Julie,
Thanks for your reply. Perhaps I didn't make myself really clear in my post, though. I don't dwell on my illnesses. I have 12 different medical conditions, some limiting, that require my constant action, vigilance, decision-making, appointments/procedures, and routines, and there is not a way to get around that unless I ignore them and let them get worse, which I really don't want to do. Actually, I have let some of it go unattended because I can't keep up.
I think about bladder cancer as much as I have to in order to make intelligent decisions about my treatment. With the conflicting opinions and advice I've had, that meant a lot of research so that I could ask questions that needed to be asked. Also, it's not always in my control to leave the topic behind for awhile. I may be busy at my job when a coworker comes up and starts grilling me about my treatments. At Christmas time I asked my visiting relatives about their jobs and their hobbies, but all they asked me about was my cancer. I have explained to people that I don't want to talk about it all the time, that I am capable of talking about other things, but it doesn't seem to sink in. I know they are just showing their concern, or their curiosity, but it does bring it to the forefront in my mind each time.
There is no "we" in my situation, as there is in yours, there is only "me." No one is there to help me make a list, remember things, or give me the hug I need at the moment I need it to keep going.

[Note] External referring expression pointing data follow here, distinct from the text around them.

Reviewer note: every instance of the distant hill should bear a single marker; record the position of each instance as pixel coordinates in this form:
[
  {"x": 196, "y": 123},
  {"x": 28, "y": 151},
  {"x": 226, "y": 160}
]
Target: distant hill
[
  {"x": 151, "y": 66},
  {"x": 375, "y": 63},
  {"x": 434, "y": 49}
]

I can do deep breathing when I feel really stressed, but most of the time I don't feel stressed and it doesn't help how I do feel. Like I said, it's a weariness. I'm not at all a sedentary person by nature, but an active and social one. The activities I enjoy and am passionate about (traveling, tennis, hiking, dancing, bike riding, some volunteer work I used to do) are now beyond my physical capabilities and/or financial capabilities. Friends have left me in the dust as they continue to pursue these things. Nowadays I play with my cat and read library books in what spare time I have. It doesn't exactly revive me. I also correspond on this site, but am only a junior member so am obviously not making this my focus.
Venting helps, so every once in a while I indulge myself.